For this meatfree post, I'm sharing a new pizza crust recipe. I really, really love my beer batter pizza dough, but sometimes I can't make it to Trader Joe's to get the beer I like to use for it. I found this recipe to use those times. I wasn't expecting a lot really. The recipe is so plain, but as we were eating it, there is just something special about it. I think it's light and complex. The longer you let it rise, the more complex the flavors become. I will definitely be making it again. I also must explain, the picture has pepperoni in it. I know it's a meatfree post. But we really have made garden vegetable pizza and lots of other meatfree toppings since this first one, but for some reason I don't have a picture of those. This recipe is really for the dough, top with your choice of toppings.

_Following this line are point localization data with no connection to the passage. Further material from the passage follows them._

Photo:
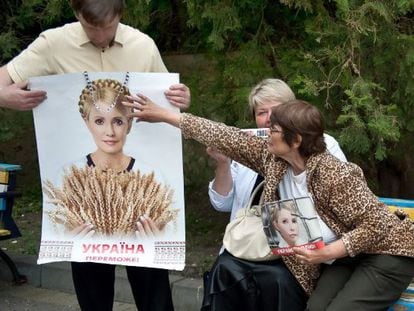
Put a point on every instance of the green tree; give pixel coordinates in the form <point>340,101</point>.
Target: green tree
<point>353,59</point>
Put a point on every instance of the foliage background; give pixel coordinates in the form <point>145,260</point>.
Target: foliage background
<point>354,59</point>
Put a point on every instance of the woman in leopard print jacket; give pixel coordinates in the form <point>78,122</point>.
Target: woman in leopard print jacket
<point>368,261</point>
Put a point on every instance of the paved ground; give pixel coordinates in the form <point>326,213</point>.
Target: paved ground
<point>50,288</point>
<point>29,298</point>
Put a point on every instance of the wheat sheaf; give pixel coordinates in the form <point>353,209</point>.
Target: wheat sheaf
<point>111,201</point>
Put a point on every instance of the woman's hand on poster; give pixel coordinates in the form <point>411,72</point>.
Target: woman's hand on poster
<point>310,257</point>
<point>146,228</point>
<point>82,232</point>
<point>179,95</point>
<point>327,253</point>
<point>146,110</point>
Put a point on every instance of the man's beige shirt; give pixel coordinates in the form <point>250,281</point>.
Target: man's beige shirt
<point>67,49</point>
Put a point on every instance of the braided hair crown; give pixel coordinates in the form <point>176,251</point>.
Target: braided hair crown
<point>104,92</point>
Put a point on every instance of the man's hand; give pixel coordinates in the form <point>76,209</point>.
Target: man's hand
<point>179,96</point>
<point>16,97</point>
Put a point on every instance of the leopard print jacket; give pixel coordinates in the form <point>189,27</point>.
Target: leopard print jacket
<point>341,195</point>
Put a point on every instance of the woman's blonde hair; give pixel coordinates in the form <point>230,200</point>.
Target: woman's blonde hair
<point>104,92</point>
<point>269,90</point>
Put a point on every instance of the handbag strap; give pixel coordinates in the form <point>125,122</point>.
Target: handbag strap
<point>254,193</point>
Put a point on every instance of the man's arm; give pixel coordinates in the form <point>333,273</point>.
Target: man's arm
<point>15,95</point>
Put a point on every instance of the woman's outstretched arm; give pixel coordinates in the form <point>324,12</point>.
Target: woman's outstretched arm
<point>144,109</point>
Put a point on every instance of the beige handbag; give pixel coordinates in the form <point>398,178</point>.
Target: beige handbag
<point>244,236</point>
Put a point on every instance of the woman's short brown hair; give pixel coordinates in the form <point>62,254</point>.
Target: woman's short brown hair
<point>98,12</point>
<point>298,117</point>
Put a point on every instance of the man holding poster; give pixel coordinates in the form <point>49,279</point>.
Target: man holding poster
<point>98,42</point>
<point>109,196</point>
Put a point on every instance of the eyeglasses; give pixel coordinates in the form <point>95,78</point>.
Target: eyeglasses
<point>274,130</point>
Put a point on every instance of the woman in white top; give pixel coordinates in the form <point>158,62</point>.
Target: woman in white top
<point>230,191</point>
<point>233,183</point>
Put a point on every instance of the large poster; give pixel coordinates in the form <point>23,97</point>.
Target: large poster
<point>92,214</point>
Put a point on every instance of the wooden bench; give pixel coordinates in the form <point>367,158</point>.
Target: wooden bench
<point>406,301</point>
<point>8,228</point>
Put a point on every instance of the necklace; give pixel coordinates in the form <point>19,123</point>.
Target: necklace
<point>91,92</point>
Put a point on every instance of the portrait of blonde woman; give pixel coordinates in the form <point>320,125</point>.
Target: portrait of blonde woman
<point>101,177</point>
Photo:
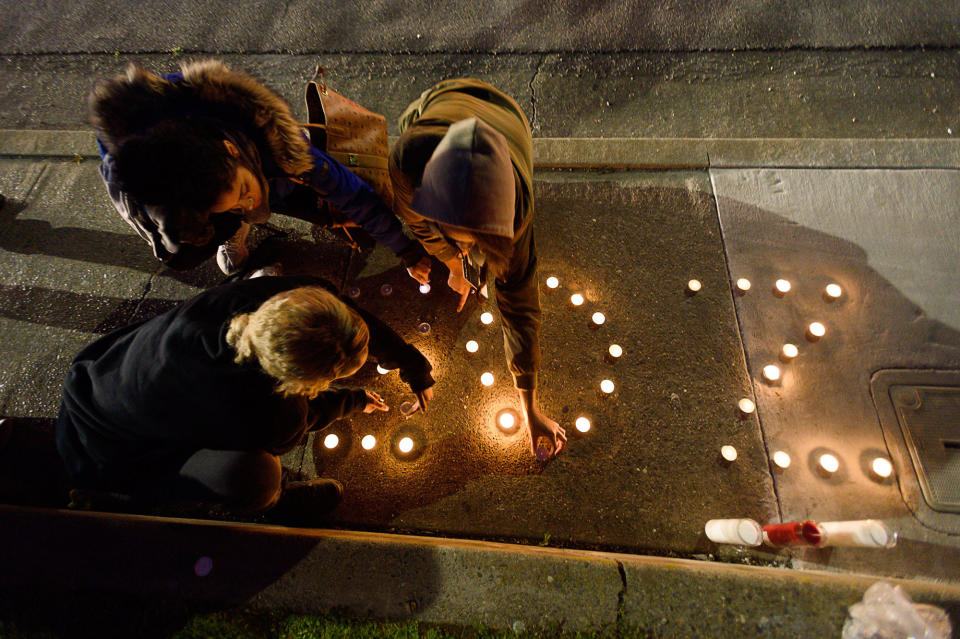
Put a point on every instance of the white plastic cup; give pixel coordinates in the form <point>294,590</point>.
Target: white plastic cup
<point>866,533</point>
<point>744,532</point>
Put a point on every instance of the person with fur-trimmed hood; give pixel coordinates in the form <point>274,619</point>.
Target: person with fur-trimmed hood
<point>462,173</point>
<point>192,159</point>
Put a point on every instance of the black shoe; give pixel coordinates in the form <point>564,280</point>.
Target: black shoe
<point>306,503</point>
<point>6,430</point>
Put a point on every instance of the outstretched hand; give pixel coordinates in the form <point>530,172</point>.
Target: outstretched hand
<point>423,398</point>
<point>374,402</point>
<point>421,270</point>
<point>547,437</point>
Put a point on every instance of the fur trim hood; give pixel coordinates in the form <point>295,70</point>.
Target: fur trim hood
<point>129,104</point>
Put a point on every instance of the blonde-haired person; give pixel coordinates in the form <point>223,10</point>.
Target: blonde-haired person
<point>196,404</point>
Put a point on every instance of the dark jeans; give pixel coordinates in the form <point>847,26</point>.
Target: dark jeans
<point>243,481</point>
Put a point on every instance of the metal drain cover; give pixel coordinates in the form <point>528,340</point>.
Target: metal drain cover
<point>929,418</point>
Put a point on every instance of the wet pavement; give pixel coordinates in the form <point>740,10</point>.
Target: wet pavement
<point>648,473</point>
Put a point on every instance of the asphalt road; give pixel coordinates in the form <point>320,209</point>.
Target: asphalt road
<point>301,26</point>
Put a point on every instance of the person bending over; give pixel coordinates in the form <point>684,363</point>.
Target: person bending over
<point>196,404</point>
<point>192,159</point>
<point>462,172</point>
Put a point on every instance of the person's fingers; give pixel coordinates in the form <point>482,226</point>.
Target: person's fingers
<point>463,299</point>
<point>422,399</point>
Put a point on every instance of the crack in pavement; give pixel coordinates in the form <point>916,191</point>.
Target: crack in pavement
<point>534,126</point>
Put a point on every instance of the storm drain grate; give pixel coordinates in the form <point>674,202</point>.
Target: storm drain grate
<point>929,418</point>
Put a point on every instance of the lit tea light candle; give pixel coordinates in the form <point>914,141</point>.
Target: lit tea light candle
<point>833,291</point>
<point>405,445</point>
<point>771,372</point>
<point>781,459</point>
<point>829,463</point>
<point>882,467</point>
<point>816,330</point>
<point>507,420</point>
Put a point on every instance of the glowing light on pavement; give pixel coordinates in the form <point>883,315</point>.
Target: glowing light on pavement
<point>882,467</point>
<point>789,351</point>
<point>817,330</point>
<point>829,463</point>
<point>781,459</point>
<point>771,372</point>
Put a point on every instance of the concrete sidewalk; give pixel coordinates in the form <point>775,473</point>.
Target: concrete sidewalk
<point>648,475</point>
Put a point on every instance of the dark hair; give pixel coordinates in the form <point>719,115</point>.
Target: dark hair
<point>180,164</point>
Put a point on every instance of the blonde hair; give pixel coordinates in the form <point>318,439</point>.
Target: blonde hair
<point>304,338</point>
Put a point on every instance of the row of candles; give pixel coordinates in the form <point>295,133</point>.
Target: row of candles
<point>508,419</point>
<point>880,467</point>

from one of my new favorite cookbooks: Mark Bittman's
The Food Matters Cookbook: 500 Revolutionary Recipes for Better Living
2 cups whole wheat flour
1 cup all purpose flour
1/2 tsp yeast
1 tsp salt
2 Tbl olive oil
- Combine dry ingredients. Stir in 1-1/2 cups water, The dough should be sticky and wet.
- Place in a warm spot, and set 6-12 hours. the longer the better.
- Heat oven to 500*. Oil a baking sheet and spread on the dough.
- Drizzle with 2 Tbl olive oil and add pizza toppings.
- Bake 8-12 minutes or until cheese melts and crust is golden.